Romney’s September totals were announced on the first day of the donor event, which follows a June retreat in Park City, Utah.
Johnson, New York finance chairman of the Romney campaign, said the idea “is just to thank everybody, to bring everybody up to speed in terms of what’s going on.”
In the Waldorf lobby, “signature” items -- such as Romney cuff links, clocks and wooden chairs -- were available for purchase. A schedule of events, posted on the Internet by Politico, shows that donors and members of the finance team are to be briefed today on strategy, “issues facing America” and “the final three weeks” of the campaign. A debate-watching party for donors is slated for tonight in a hotel ballroom, and contributors have a farewell breakfast the next morning.

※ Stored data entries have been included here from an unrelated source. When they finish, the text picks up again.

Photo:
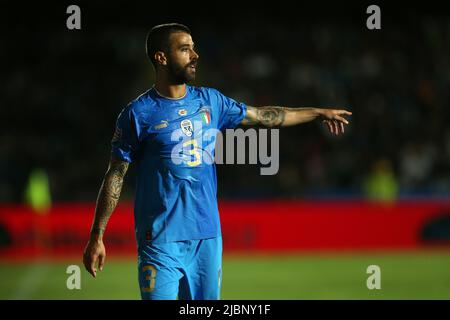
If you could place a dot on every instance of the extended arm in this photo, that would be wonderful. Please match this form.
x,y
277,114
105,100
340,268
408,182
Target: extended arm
x,y
107,200
270,116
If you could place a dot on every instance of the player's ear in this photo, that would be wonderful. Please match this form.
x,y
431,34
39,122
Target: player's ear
x,y
161,58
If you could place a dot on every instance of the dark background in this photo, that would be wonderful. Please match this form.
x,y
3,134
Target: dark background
x,y
62,90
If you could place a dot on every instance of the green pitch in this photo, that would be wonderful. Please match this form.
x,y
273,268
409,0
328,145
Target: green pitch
x,y
419,275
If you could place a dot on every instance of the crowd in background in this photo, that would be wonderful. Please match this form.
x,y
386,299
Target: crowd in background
x,y
62,91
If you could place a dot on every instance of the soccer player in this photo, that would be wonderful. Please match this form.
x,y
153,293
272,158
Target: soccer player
x,y
176,215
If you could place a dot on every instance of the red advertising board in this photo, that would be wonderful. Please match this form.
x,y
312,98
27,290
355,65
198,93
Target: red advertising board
x,y
258,226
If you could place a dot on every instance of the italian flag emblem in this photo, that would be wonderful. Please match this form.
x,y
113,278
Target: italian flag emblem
x,y
206,117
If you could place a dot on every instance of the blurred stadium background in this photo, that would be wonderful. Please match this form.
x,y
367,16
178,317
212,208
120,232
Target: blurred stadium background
x,y
379,195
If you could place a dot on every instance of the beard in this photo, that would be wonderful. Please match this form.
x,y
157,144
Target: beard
x,y
181,74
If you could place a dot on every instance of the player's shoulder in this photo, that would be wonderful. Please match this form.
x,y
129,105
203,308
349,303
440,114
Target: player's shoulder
x,y
141,104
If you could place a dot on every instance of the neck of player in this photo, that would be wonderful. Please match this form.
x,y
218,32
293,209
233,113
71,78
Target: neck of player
x,y
172,91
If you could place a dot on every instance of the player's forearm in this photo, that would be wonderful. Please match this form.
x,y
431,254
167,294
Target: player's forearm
x,y
274,116
108,197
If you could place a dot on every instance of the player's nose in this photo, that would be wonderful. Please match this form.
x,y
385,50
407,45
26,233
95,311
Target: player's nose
x,y
195,55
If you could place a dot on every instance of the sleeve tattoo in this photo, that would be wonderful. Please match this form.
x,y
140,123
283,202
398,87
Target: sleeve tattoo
x,y
109,194
266,116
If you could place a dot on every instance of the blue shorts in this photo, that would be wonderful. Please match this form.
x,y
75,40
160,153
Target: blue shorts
x,y
187,270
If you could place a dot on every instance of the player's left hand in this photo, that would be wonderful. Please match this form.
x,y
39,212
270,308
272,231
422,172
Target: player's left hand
x,y
335,120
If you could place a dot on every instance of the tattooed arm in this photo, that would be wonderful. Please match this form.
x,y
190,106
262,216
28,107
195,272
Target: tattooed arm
x,y
283,116
107,199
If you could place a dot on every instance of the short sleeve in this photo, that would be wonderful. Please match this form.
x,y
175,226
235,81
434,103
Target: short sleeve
x,y
231,112
124,144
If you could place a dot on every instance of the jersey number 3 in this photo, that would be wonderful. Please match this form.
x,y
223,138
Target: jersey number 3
x,y
194,152
150,277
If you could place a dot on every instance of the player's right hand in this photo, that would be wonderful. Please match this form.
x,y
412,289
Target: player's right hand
x,y
94,255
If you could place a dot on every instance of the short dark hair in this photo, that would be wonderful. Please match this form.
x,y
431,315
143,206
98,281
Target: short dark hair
x,y
158,38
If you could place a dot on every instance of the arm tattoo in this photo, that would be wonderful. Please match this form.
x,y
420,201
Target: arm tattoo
x,y
271,116
266,116
109,194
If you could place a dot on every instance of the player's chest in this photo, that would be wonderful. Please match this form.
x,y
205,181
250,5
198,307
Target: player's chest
x,y
176,122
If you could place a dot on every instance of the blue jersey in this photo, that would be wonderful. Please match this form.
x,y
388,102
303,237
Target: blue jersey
x,y
172,142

Romney and the Republicans had $191 million in the bank as of Sept. 30, the campaign reported. Obama’s campaign didn’t release a cash-on-hand figure. September reports from the campaigns are due to the Federal Election Commission by Oct. 20.
Employees at financial firms such as Goldman Sachs Group Inc., Morgan Stanley and JPMorgan Chase & Co. (JPM) again were among the top donors to Romney’s joint fundraising committee, called Romney Victory. This time, they were joined by executives at Nascar who, along with racing team owners, pumped in more than $330,000 to help Romney’s White House bid.

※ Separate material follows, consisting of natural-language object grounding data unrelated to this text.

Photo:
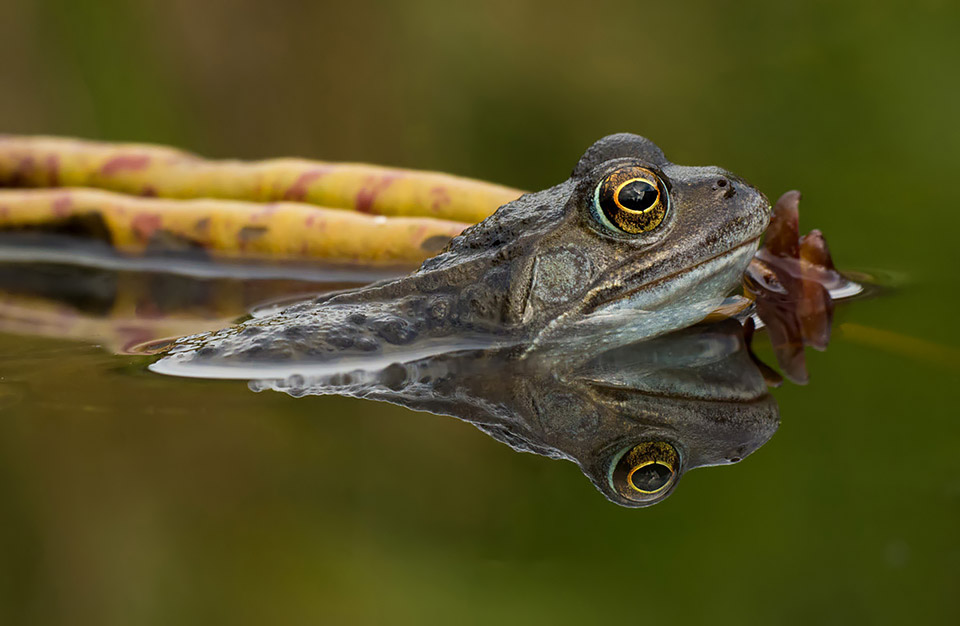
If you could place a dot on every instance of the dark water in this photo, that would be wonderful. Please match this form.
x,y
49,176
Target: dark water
x,y
132,498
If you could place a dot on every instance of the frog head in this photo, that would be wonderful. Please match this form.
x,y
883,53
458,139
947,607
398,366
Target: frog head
x,y
630,244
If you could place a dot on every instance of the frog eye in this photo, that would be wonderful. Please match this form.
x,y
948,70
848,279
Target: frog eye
x,y
632,200
646,471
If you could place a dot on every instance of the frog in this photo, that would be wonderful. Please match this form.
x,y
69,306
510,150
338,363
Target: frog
x,y
635,418
630,246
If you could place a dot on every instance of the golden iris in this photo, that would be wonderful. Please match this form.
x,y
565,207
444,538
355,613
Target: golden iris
x,y
646,470
632,199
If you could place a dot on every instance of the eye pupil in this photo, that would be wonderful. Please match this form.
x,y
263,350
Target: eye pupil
x,y
638,195
650,477
631,200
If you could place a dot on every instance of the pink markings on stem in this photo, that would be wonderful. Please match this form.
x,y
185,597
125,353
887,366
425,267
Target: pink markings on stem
x,y
298,190
52,164
126,162
363,203
145,224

In February, during the race for the Republican nomination, Romney said that “some great friends” of his were Nascar team owners.
Brian France, Nascar chief executive officer, gave $75,800; former Nascar driver Richard Childress, who now owns Richard Childress Motorsports, gave $72,500; and Mike Helton, Nascar’s president, gave $50,000. France, Helton and Childress were among those at an August fundraiser in Charlotte, North Carolina, that brought in $1.5 million for the Republican cause.
As separate entities, Obama’s re-election committee has outraised Romney’s campaign every month this year. Through Aug. 31 -- the latest figures available -- Obama brought in $441.3 million and had $88.8 million to spend leading up to the Nov. 6 election. That compares with $283.6 million that Romney raised and a bank account balance of $50.4 million.
Romney’s joint fundraising committee reported to the FEC yesterday that it had taken in $235 million over the last three months and funneled $201 million to the Romney campaign and Republican Party committees.
Many of the donations and transfers have previously been reported in monthly filings by Romney and the Republican National Committee. The fundraising committee sent $6 million apiece to the fundraising arms for Senate and House Republicans.
As he entered the museum last night, Spencer Zwick, Romney’s finance chairman, said he thought supporters would be “delighted” by the September numbers.
Johnson was more measured. Asked if he was pleased the Romney campaign is hitting or exceeding its money targets, he said, “I’m a fundraiser. I’m never happy.”